If the Greeks had been four dimensional, would they have been able to derive the pi squared coefficient for the hypersphere volume without calculus? I was reading about Archimedes' pre-calculus proof of the volume of the sphere and I realized that the trick he uses (volume of hemisphere + volume of cone = volume of cylinder) doesn't generalize to hyperspheres, so I was wondering if there's any way of proving the volume of a hypersphere is $\frac{π^2}{2}R^4$ with classical methods.
 A: Your solution posted in the given link is so nice that it deserves to come alive here.

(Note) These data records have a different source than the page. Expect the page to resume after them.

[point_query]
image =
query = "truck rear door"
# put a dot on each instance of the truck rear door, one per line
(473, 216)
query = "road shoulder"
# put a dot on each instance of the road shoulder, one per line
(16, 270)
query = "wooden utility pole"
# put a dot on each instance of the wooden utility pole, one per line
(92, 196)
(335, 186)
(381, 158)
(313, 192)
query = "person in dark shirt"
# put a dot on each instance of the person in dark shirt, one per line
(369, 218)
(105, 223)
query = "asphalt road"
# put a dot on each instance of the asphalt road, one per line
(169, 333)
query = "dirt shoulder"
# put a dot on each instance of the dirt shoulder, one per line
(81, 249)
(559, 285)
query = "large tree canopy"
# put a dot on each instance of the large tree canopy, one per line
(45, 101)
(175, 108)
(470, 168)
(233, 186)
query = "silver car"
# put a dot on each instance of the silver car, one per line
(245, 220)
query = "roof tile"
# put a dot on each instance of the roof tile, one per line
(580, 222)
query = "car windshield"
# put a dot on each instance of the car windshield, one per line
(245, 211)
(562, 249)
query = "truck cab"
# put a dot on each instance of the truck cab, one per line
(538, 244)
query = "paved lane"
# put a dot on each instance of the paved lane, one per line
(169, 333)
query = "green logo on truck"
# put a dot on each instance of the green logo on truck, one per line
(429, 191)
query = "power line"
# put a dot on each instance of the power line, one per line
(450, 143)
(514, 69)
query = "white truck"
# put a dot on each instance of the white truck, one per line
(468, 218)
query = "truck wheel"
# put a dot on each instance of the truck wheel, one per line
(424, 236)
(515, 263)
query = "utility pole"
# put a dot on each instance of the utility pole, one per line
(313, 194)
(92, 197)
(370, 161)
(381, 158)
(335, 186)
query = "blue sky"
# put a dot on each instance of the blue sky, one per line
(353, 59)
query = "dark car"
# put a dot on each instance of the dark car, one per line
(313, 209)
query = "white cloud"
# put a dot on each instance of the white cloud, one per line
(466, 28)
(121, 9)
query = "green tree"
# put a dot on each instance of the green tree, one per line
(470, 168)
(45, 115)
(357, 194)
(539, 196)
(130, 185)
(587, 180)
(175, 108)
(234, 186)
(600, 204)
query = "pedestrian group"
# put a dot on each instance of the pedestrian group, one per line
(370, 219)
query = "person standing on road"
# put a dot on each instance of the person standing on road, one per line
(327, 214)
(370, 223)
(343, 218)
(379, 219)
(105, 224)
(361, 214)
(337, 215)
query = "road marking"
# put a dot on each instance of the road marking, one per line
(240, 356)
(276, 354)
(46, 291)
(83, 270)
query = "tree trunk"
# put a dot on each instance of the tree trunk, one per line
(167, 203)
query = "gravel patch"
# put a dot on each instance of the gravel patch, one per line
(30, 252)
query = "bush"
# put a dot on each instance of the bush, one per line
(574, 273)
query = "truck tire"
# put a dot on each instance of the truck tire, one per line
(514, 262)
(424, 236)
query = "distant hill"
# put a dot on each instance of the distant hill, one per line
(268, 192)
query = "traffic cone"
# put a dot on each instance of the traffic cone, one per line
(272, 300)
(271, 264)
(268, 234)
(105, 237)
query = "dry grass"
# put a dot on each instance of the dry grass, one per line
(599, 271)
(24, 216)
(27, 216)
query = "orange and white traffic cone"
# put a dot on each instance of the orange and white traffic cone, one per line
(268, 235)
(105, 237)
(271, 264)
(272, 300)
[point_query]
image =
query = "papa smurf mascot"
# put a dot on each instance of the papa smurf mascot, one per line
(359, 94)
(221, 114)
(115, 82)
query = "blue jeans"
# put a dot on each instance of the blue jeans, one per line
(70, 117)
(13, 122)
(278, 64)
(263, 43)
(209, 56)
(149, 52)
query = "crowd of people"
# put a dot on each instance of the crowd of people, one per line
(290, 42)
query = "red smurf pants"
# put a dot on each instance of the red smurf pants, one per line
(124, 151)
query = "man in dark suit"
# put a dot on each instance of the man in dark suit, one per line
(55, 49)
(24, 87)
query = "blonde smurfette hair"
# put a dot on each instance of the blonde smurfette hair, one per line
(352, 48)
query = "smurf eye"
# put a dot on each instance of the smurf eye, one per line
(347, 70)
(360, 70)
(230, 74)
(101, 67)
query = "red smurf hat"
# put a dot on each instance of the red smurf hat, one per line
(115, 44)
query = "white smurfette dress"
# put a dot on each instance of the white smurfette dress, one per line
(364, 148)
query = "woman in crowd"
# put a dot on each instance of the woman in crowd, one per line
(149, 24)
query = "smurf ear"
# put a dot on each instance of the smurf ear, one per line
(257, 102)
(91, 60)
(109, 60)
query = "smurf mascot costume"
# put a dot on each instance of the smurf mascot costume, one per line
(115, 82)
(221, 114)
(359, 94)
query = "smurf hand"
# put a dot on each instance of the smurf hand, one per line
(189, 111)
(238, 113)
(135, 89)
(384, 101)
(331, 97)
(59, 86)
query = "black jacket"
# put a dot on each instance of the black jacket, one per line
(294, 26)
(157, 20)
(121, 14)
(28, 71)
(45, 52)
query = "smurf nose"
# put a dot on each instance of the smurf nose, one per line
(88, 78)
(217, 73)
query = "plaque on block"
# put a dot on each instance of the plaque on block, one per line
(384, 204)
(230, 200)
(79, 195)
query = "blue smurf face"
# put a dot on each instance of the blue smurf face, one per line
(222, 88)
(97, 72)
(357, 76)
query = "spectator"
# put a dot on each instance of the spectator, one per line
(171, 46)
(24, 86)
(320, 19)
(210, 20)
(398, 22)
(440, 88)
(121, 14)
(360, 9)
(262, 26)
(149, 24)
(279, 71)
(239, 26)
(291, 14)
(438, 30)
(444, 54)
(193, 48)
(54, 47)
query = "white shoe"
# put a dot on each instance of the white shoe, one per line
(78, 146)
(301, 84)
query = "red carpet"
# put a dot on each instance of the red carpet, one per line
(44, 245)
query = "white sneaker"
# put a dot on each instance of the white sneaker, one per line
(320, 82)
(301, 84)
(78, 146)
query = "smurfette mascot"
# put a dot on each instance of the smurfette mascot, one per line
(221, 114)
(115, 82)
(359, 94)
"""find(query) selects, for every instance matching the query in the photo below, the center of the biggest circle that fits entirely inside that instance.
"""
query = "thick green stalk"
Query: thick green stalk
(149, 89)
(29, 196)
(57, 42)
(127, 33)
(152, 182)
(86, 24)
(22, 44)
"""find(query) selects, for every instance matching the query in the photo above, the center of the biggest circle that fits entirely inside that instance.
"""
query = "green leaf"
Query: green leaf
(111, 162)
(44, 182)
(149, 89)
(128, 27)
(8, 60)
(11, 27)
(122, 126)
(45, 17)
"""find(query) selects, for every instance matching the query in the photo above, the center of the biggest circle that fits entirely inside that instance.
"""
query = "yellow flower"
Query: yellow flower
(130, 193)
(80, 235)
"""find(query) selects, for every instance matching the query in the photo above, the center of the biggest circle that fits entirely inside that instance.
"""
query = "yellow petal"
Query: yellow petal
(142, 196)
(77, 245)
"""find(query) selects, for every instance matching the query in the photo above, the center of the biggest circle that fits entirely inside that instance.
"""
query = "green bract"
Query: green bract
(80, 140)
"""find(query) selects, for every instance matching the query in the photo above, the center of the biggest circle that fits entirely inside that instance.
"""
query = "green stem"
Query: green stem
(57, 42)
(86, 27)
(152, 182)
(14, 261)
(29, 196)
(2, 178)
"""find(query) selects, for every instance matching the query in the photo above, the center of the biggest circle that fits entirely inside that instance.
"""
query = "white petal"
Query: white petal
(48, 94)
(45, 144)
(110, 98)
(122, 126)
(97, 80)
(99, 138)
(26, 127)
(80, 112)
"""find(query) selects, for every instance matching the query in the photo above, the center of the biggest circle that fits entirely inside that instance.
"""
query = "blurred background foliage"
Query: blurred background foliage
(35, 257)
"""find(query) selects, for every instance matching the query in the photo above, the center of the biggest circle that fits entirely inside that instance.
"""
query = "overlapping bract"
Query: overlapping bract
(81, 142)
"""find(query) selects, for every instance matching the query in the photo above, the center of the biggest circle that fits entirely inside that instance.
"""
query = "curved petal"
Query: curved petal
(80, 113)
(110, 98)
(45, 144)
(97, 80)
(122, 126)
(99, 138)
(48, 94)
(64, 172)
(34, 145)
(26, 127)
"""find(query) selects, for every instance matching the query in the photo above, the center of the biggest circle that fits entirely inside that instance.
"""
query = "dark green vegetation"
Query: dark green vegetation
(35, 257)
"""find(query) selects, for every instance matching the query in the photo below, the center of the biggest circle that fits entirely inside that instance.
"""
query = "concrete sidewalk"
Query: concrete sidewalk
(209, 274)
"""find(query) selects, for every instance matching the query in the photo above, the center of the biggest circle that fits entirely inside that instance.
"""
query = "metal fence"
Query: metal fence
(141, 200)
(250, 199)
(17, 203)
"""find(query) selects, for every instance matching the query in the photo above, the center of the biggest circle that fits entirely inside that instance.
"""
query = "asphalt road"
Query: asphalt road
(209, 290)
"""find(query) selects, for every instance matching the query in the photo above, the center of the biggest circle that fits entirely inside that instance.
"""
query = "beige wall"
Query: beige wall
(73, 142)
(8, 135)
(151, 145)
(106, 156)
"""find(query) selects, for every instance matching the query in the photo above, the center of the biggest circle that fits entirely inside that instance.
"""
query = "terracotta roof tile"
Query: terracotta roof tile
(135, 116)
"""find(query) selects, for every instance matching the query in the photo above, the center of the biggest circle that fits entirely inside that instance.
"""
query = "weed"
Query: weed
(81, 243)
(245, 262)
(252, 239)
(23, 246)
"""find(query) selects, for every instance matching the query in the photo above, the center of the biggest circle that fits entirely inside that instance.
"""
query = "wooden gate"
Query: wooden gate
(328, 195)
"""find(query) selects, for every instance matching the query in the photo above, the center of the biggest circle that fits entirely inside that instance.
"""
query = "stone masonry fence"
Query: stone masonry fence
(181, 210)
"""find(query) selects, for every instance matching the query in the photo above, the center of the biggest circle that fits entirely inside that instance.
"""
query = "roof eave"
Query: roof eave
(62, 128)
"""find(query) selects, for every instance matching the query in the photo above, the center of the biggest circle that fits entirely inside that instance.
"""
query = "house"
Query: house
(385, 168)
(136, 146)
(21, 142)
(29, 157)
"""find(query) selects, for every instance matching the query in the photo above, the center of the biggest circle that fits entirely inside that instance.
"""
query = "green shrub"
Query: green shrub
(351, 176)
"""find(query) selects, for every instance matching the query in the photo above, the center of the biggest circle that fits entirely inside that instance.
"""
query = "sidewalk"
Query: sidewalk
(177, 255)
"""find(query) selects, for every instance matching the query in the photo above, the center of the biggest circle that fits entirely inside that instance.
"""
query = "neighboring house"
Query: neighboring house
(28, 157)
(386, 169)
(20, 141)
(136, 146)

Consider a four-dimensional ball of radius $R$:
$$B:=\bigl\{(x,y,u,v)\>\bigm|\>x^2+y^2+u^2+v^2\leq R^2\bigr\}\ ,$$
and at the same time a four-dimensional dicone
$$C:=\bigl\{(x,y,u,v)\>\bigm|\>u^2+v^2\leq x^2+y^2\leq R^2\bigr\}\ .$$
Due to symmetry the  dicone $C$  is just half of the dicylinder
$$Z:=\bigl\{(x,y,u,v)\>\bigm|\>u^2+v^2\leq R^2, \ x^2+y^2\leq R^2\bigr\}\ ,$$
so that
$${\rm vol}_4(C)={1\over2}{\rm vol}_4(Z)\ .\tag{1}$$
Now comes Archimedes.  The following figure shows the projections of the three bodies onto the $(x,y)$-plane placed next to each other:

If we erect a two-dimensional ''stalk'' at $(x,y)\in B'$ this stalk will intersect $B$ in the $(u,v)$-disk
$$\bigl\{(u,v)\>\bigm|\>u^2+v^2\leq R^2-x^2-y^2\bigr\}$$
of area $\pi(R^2-x^2-y^2)$, and the stalk erected at $(x,y)\in C'$  will intersect $C$ in the $(u,v)$-disk
$$\bigl\{(u,v)\>\bigm|\>u^2+v^2\leq x^2+y^2\bigr\}$$
of area $\pi(x^2+y^2)$. The sum of these two areas is $=\pi R^2$ for all $(x,y)$, and is equal to the area that such a stalk cuts out of $Z$. By Cavalieri's principle we therefore can conclude that
$${\rm vol}_4(B)+{\rm vol}_4(C)={\rm vol}_4(Z)\ .$$
Together with $(1)$ it follows that
$${\rm vol}_4(B)={1\over2}{\rm vol}_4(Z)={\pi^2\over2}R^4\ .$$